Sejumlah daerah di Provinsi Riau memiliki keunikan dalam seni bela diri pencak silat. Ada Silat Pangian, ada pula Silat Rokan. Kabupaten Kampar memiliki Silat Perisai yang sudah ditetapkan sebagai warisan budaya tak benda (WBTB) Indonesia tahun 2017 lalu.
Salah satu kelompok yang terus mempertahankan warisan budaya ini adalah Komunitas Seni Pencak Silat Perisai di Desa Pulau Empat, Kuok, Kabupaten Kampar, Provinsi Riau. Guru atau Maestro Silat Perisai Kampar ini bernama Yusheri di Desa Pulau Empat dan Sudirman Agus di Bangkinang.
Silat Perisai adalah sebuah seni pertunjukan dari seni pencak. Sekarang dapat dimainkan oleh sepasang atau beberapa pasang pemuda dan pemudi sebagai pertunjukan seni tradisional guna menyambut kedatangan tamu pejabat daerah pada sebuah upacara. Kelompok Silat Perisai ini tampil dengan diiringi musik Calempong Oguong yang dimainkan oleh lima orang. Busana pesilat berwarna hitam berikat kepala dengan properti sebilah pedang dan sebuah perisai. Pedang dan perisai terbuat dari kayu.
Keberadaan Silat Perisai dimulai pada masa Wilayah Negeri Kampar dulunya sebelum kemerdekaan RI pernah mempunyai sistem pemerintahan Andiko dimana yang berkuasa adalah Pucuk Adat yang disebut Ninik Mamak. Ninik Mamak menaungi masyarakat yang disebut anak Kemenakan dan Urang Sumondo. Setiap kelompok masyarakat yang terdiri dari Anak Kemenakan dan Urang Sumondo disebut pasukuan. Setiap pasukuan memiliki dubalang/pendekar Silat Perisai. Pada masa itu yang berlaku hukum adat. Bila terjadi silang sengketa antara pasukuan misalnya tentang wilayah hutan tanah, menurut hukum adat diputuskan untuk menentukan siapa yang berhak mengadu dua orang dubalang/pendekar dari dua suku yang bersengketa itu di gelanggang silat.

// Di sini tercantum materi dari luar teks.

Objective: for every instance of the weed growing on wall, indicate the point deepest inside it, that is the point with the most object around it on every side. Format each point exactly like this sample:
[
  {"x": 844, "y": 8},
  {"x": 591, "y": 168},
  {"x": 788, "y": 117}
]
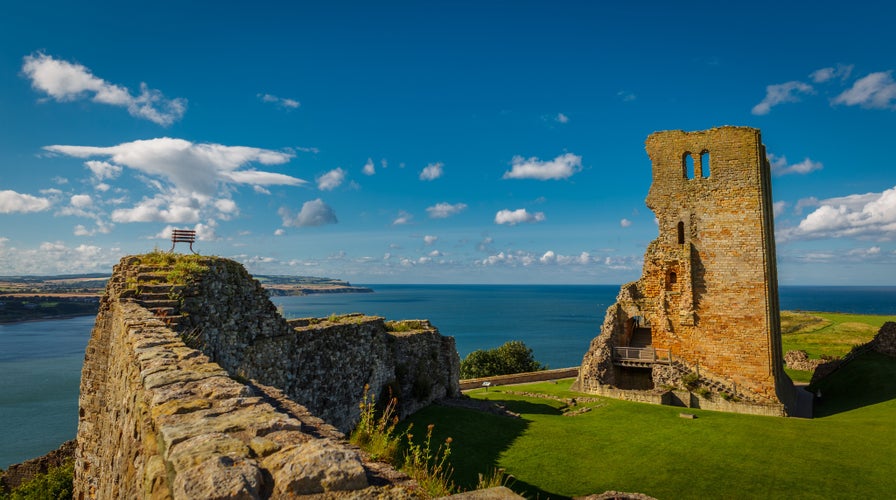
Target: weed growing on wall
[
  {"x": 376, "y": 434},
  {"x": 430, "y": 468}
]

Masing-masing dubalang memakai busana teluk belanga lengan pendek, kain sesamping dan ikat kepala, bersenjata sebilah pedang si tangan kanan dan sebuah perisai di tangan kiri. Dengan diberi aba-aba oleh dubalang pucuk adat pertarungan dimulai. Bila salah seorang dubalang itu sudah terdesak dan tak mampu lagi bertahan sehingga meungkin akan terluka/terbunuh, isteri dubalang dimaksud akan masuk ke gelanggang (sebagai wasit) segera menghentikan pertarungan itu dengan sebuah isyarat yang menyatakan pada hadirin bahwa pendekar (suaminya) telah mengaku kalah. Dengan itu Pucuk Lembaga Adat akan mengumumkan pasukan yang menang.
Selain untuk mempertahankan warisan budaya para leluhur, pesilat Perisai diajarkan dalam penggunaan senjata pedang dengan harapan mampu memahami karakteristik dari senjata pedang sehingga akan mengerti bagaimana cara menghadapi lawan yang menggunakan senjata-senjata tajam sejenis atau dengan senjata lainnya.
Seni Silat Perisai memiliki banyak manfaat bagi para pelakunya. Diantaranya mampu menjaga kesehatan dan kebugaran tubuh karena juga seperti olahraga pada umumnya. Selain itu juga bisa meningkatkan rasa percaya diri dalam bergaul, memberikan nilai pelatihan terhadap ketahanan mental seseorang. Yang paling penting, seperti pencak silat pada umumnya, jenis Silat Perisai juga memberikan pengembangan kewaspadaan yang tinggi bagi siapa saja, sebab peluang kejahatan bisa terjadi dimana-mana. Waspada selalu dibutuhkan untuk menjaga keselamatan.
Ada juga nilai pembinaan terhadap sportifitas dan jiwa pendekar. Membela kebaikan dan kebenaran merupakan tugas seorang pendekar. Selain itu semua, olahraga pencak silat perisai juga mampu menanamkan nilai kedisiplinan dan keuletan bagi para pemain. Disiplin yang lebih tinggi bukan hanya pada saat latihan atau bermain saja, namun juga perlu tertanam dalam setiap aspek kehidupan. Melatih diri agar lebih ulet dalam segala hal, termasuk mungkin saat berlatih yang cukup sulit dan membutuhkan ketekunan.
Sumber: Sudirman Agus, Antropologi Budaya Kampar. Program Pelestarian dan Pengembangan Budaya Daerah, Dinas Perhubungan, Pariwisata dan Seni Budaya, Kabupaten Kampar, Riau, 2006.